Del-Haven, in the two weeks I’ve spent there this year, has been a mix of trials and encouragement. At the moment, though, I just want to focus on the good. Here’s a small list of moments I loved.

  1. Sha’Nifa running up to me and giving me a hug as soon as she saw me
  2. Playing basketball with Trumane and John — and earning their respect by out-shooting them
  3. Alyiah, finally warming up to me, standing with an arm around her while we watch the stars
  4. The older girls asking to be able to say goodnight to everyone before I turned out the light, and then reminding me to pray
  5. Kelsey, when she heard I wasn’t going to swim: “Awww, sad face!”
  6. Making a “what not to eat on a date” list with Derria and Laura
  7. An air-squeezed-out-of-me hug from Dayonte before she left – a camper who got extremely angry at me when I had to use an unusual tactic (ice water) to wake me up in the morning.
  8. Leading all the different versions of “Lord’s Army” with the kids :)
  9. Playing “the floor is lava”, hide-and-seek, freeze tag, etc
  10. Beasting everyone in Foosball. Just sayin. :P
  11. Bonding with all the counselor’s over Despicable Me — “IT’S SO FLUFFY!”
  12. One particular night at the little kids camp when a little boy came out of the bathroom with NOTHING on, John yelling “RUN, Raymond, RUN!” — thankfully I didn’t see it happening, but just being there when it happened was hysterical.
  13. On that same night, the trees were literally sparkling with fireflies — it was one of the most beautiful things I’ve ever seen
  14. Sarah Jane. Enough said.
  15. Eating pancakes with chopsticks with the campers :)

There are so many more moments that I loved, but they’re already starting to wash away from my memory. :/

One more thing that I loved though, was listening to Sheri’s (the head counselor) devotions. Every year she presents the gospel, though never forces the kids to come forward, say a prayer, anything. She faithfully plants the seed, explaining in detail how Jesus came to Earth, lead a sinless life, then shows how he died on the cross to take the punishment for our sins. Every year it strikes me again.

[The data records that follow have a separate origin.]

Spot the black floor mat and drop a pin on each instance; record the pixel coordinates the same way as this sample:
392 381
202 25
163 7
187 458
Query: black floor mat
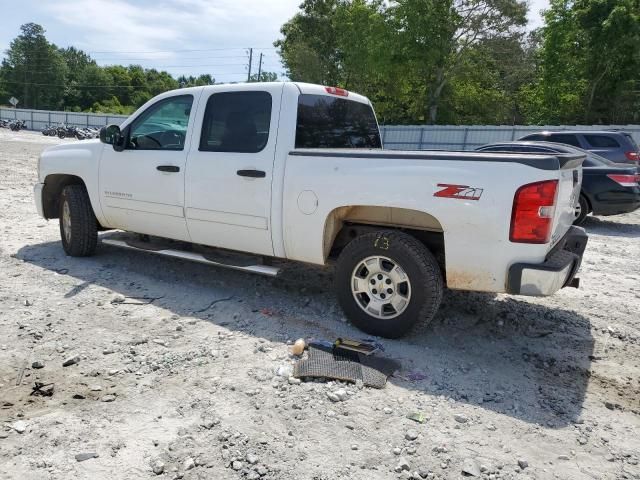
326 362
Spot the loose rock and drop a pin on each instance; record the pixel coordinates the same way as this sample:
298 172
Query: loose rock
81 457
71 361
470 468
20 426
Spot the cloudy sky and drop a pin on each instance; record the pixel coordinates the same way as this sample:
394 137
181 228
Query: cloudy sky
180 36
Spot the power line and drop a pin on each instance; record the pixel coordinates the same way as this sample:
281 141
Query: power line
175 51
90 86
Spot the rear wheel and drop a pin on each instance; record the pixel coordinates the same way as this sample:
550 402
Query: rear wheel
387 282
78 224
582 210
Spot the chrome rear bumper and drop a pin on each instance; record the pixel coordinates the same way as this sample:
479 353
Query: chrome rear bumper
556 272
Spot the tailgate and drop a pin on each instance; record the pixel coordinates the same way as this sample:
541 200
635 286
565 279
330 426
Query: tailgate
569 185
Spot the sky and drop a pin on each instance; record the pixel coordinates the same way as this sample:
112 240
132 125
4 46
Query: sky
179 36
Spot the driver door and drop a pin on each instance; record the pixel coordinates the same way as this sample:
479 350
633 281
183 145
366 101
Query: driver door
142 187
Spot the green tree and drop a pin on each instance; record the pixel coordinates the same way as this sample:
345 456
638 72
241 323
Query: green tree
402 53
33 70
264 77
588 63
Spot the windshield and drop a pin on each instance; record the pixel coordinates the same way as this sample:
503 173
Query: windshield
329 122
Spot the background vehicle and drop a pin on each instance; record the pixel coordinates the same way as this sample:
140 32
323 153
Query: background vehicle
614 145
608 188
297 171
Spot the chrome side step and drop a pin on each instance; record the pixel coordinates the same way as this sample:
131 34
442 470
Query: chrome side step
196 257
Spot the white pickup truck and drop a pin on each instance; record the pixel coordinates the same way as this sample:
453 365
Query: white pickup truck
296 171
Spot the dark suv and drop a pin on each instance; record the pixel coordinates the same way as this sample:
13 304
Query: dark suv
615 145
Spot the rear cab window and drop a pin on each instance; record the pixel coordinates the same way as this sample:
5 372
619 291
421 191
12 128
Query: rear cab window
236 122
601 141
329 122
565 138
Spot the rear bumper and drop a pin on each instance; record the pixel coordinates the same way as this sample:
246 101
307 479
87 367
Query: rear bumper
556 272
37 194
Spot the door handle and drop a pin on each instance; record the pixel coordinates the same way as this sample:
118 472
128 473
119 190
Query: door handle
168 168
252 173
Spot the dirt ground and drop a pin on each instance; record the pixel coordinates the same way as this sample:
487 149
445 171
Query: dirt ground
165 379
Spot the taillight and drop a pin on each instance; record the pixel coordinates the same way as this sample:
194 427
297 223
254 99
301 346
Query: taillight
533 210
337 91
624 180
632 156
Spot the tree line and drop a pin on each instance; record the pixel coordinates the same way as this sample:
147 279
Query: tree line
44 76
419 61
473 61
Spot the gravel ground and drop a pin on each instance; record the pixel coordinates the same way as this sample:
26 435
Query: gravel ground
164 383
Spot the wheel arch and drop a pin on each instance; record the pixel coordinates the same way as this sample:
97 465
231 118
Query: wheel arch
345 223
53 186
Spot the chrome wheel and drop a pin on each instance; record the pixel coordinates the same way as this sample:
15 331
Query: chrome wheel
381 287
66 221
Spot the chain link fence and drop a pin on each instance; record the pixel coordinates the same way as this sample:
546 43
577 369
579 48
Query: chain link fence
452 137
39 119
395 137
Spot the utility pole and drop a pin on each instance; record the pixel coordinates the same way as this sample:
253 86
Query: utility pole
260 69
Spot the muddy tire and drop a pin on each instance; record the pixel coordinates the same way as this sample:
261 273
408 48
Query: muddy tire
387 282
78 224
582 211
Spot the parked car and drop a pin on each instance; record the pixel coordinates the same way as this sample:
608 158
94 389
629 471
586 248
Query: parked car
608 188
615 145
297 172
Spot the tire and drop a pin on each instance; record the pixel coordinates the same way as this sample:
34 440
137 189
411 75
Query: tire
78 226
419 295
583 212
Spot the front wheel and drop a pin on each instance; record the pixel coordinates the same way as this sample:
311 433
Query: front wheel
78 224
387 282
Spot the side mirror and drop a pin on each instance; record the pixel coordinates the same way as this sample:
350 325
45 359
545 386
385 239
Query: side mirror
112 135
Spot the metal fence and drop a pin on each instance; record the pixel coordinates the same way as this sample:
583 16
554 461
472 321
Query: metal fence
453 137
38 119
397 137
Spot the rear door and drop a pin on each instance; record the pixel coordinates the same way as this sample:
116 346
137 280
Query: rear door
230 168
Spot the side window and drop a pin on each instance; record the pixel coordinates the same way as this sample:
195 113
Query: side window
567 139
163 126
601 141
533 138
236 122
329 122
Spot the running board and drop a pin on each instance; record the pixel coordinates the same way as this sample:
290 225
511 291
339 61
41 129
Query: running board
196 257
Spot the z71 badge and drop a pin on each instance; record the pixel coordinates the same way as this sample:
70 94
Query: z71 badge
463 192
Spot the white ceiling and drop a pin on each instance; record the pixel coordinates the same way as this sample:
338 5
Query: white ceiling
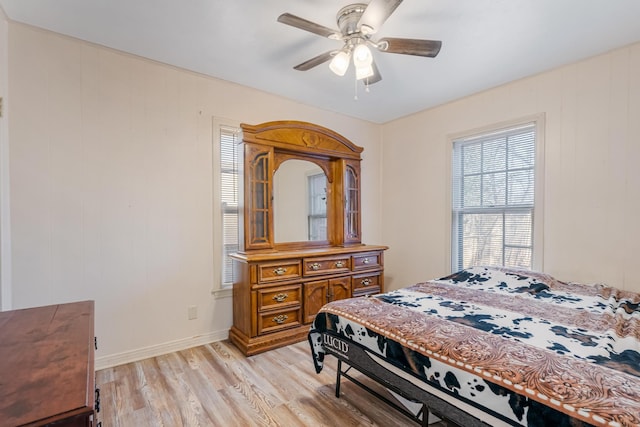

It’s distressing how quickly I become calloused to what Jesus did for me. How he hung there, suffered and died for me. And every year at Del-Haven I’m reminded of how much he loves me. I love it. I love seeing the faces of the kids (even if 3/4ths of them aren’t paying attention, or falling asleep), hearing the gospel for the first time.

My heart is so burdened for them…I miss them all so much. I may not ever see them again. They may have already forgotten me, but I hope they remember that most important story, the songs they learned and the verses they memorized.

Pastor talked about Haiti last Sunday, about how there’s a group of girls and women there, falling in love with the kids like I did. I was on the stage, holding my violin and struggling not to cry as I remembered argumentative Otenell, ornery Jackenson, sweet Rose Guerlin…I miss all of them. Haiti feels so far away, in the sense of the time that’s past and just…well…the location. And yet, as much as I want to go back, there’s something also in me that whispers “move on”. Maybe one day I’ll be able to go back, but right now it doesn’t feel like God is calling me to be there.

I’m starting to ramble, so I’d better wrap this up. Ivy Bend is in five days! So close! I’m excited, but I feel oh-so unprepared. I’m trying to avoid my concern that it won’t be as good as last time. Like always, I don’t want expectations, I just want it to be what it will be.

ANYWAY, haha, I’ll blog about Ivy Bend when I get home!